I found there to be a bit of a learning curve with Mambo. However, once getting past that, I'm happy with my decision to build a Mambo based site. I've added Emir Sakic's SEF Advanced which does a great job re-writing my URL's to SEO friendly URL's. One problem I had with Mambo was it's global meta descriptions/keywords. It forces you to use a global meta description and keywords, then ADDS the page description/keywords. The result is an entirely too long description and keywords. Luckily, I just found a quick fix for this - I posted it elsewhere on DP. Feel free to PM me and I'll locate the code fix. Here's a thread over at Mambo Forums that describes the structure - which might answer your question regarding site structure. Hope this helps.
Cmsmadesimple is very good for static content and simple to use. If you are willing to hack into the code I world say wordpress or textpattern. The seem to be the easiest to use and modify. If you site is only 2 levels deep textpattern will work out of the box.
I believe that WP actually does allow you to do this when posting the articles as pages rather than posts.
Indeed, but using Wordpress in this way feels too much like a fudge - ideally I'm looking for something that will allow me to set up the articles more dynamically. It would seem odd to use Wordpress simply for the pages function - but perhaps I'm being too narrow-minded??
My sites all use it... Never had any issues. It does the job well IMO, and the wonderful thing with WP is that you can completly modify the CMS output, simply by editing the site templates. It's a great way of getting WordPress to fit in well with existing site architectures.
I am looking for the same idea. I need a script that will allow me and other users I assign to write articles with thier own static pages. Also something that is simple to colaberate with my existing website look and feel. I was looking at Wordpress and textpattern for this. Which one is easier to do this out of the box? I know HTML put no PHP. I want to simply put my header and footer of my existing website on the article pages.
Wordpress 1.52 is not really seo friendly. You by default do not have keyword and desc metatags for each document. Also, this might not be important to you, but it does not make static pages. Just install it in the root directory and it will. Just make a category called christianity, and then a sub category called apocrypha. See the permlink options in the admin section for some advanced option. The documentation for wordpress is not the best, so you might have to spend some time looking for what you want.
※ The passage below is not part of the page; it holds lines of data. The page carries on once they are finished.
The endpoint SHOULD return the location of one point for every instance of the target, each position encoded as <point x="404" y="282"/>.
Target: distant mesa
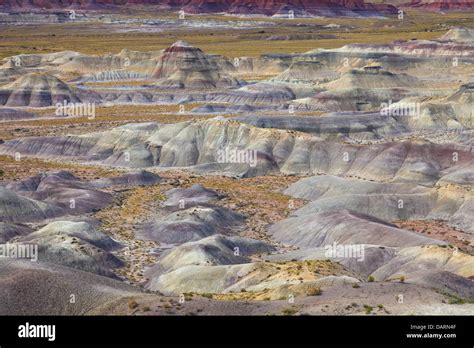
<point x="459" y="34"/>
<point x="279" y="8"/>
<point x="443" y="5"/>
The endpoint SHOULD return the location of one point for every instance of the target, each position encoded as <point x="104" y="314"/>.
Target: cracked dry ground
<point x="257" y="198"/>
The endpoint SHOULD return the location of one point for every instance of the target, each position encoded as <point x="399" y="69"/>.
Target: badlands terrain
<point x="237" y="158"/>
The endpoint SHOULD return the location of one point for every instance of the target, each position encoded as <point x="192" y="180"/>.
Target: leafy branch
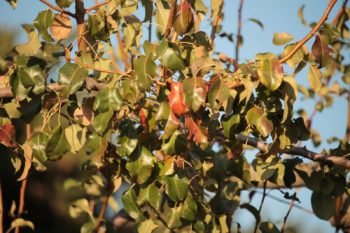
<point x="310" y="34"/>
<point x="301" y="151"/>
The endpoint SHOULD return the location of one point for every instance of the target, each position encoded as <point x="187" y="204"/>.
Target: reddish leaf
<point x="7" y="133"/>
<point x="176" y="99"/>
<point x="143" y="117"/>
<point x="194" y="132"/>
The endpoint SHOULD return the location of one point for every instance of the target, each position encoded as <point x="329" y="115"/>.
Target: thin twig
<point x="81" y="26"/>
<point x="311" y="33"/>
<point x="23" y="185"/>
<point x="123" y="50"/>
<point x="1" y="211"/>
<point x="102" y="212"/>
<point x="260" y="207"/>
<point x="340" y="13"/>
<point x="56" y="8"/>
<point x="301" y="151"/>
<point x="170" y="22"/>
<point x="215" y="24"/>
<point x="239" y="28"/>
<point x="286" y="217"/>
<point x="87" y="10"/>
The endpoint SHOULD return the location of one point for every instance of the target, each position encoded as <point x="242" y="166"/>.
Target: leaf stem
<point x="239" y="28"/>
<point x="23" y="184"/>
<point x="260" y="207"/>
<point x="311" y="33"/>
<point x="56" y="8"/>
<point x="87" y="10"/>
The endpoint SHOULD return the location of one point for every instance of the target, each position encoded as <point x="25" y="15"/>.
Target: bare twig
<point x="123" y="50"/>
<point x="102" y="212"/>
<point x="56" y="8"/>
<point x="286" y="216"/>
<point x="260" y="208"/>
<point x="239" y="27"/>
<point x="87" y="10"/>
<point x="311" y="33"/>
<point x="23" y="185"/>
<point x="81" y="26"/>
<point x="215" y="24"/>
<point x="171" y="18"/>
<point x="301" y="151"/>
<point x="340" y="13"/>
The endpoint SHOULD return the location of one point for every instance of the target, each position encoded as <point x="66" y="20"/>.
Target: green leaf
<point x="130" y="205"/>
<point x="20" y="222"/>
<point x="38" y="143"/>
<point x="258" y="22"/>
<point x="32" y="46"/>
<point x="72" y="76"/>
<point x="230" y="123"/>
<point x="270" y="73"/>
<point x="268" y="227"/>
<point x="300" y="57"/>
<point x="127" y="140"/>
<point x="281" y="38"/>
<point x="108" y="99"/>
<point x="57" y="144"/>
<point x="141" y="168"/>
<point x="147" y="226"/>
<point x="162" y="15"/>
<point x="314" y="76"/>
<point x="256" y="117"/>
<point x="42" y="22"/>
<point x="169" y="57"/>
<point x="101" y="122"/>
<point x="64" y="3"/>
<point x="76" y="136"/>
<point x="151" y="194"/>
<point x="218" y="93"/>
<point x="194" y="90"/>
<point x="323" y="205"/>
<point x="145" y="69"/>
<point x="176" y="188"/>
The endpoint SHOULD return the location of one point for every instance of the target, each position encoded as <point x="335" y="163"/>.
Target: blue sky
<point x="277" y="16"/>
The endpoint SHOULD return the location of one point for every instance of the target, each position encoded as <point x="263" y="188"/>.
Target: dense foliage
<point x="169" y="116"/>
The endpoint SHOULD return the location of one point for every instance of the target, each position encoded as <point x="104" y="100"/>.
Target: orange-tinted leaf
<point x="321" y="51"/>
<point x="176" y="99"/>
<point x="7" y="134"/>
<point x="194" y="132"/>
<point x="61" y="27"/>
<point x="184" y="18"/>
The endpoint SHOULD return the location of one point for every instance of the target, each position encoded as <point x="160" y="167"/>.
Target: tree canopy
<point x="162" y="111"/>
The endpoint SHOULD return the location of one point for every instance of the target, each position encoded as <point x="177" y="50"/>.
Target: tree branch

Setting up WP to be SEO-friendly isn't really a problem - - my challenge is really that the way WP mod_rewrites means it's difficult have have a fairly normal directory heirarchy in the URLs - you need "category" as the first apparent directory in URLs for a single install - ie, .com/category/christianity/ and .com/category/buddhism/ etc plus individual entry URLs will not reference the category directory, which means there's loss of logical keyword associations in the URL. I could simply use the pages feature, or else have multiple WP installs to try and preserve some kind of category structure - but it seems a very sloppy solution for what is in effect a very simple problem. Also, I'd love to use the RSS and using pages would kill that? Perhaps I'm using the wrong terminology - perhaps it's not a CMS I want at all, just a simple WYSIWYG file editor wth in-built RSS?
Joomla has decent SEF (search engine friendly URL's). There are several free and commercial add ons for this.
you can find them at http://extensions.joomla.org , just search for SEF extensions and it will fit to your joomla site nicely.
hihi...thanks btw..i'm just taking a hot challenge by some marketeer back in my place where they questions joomla SEO capability...
i think joomla is the best!it has more than 10 sef components!and alos you can hack the joomla templates for seo!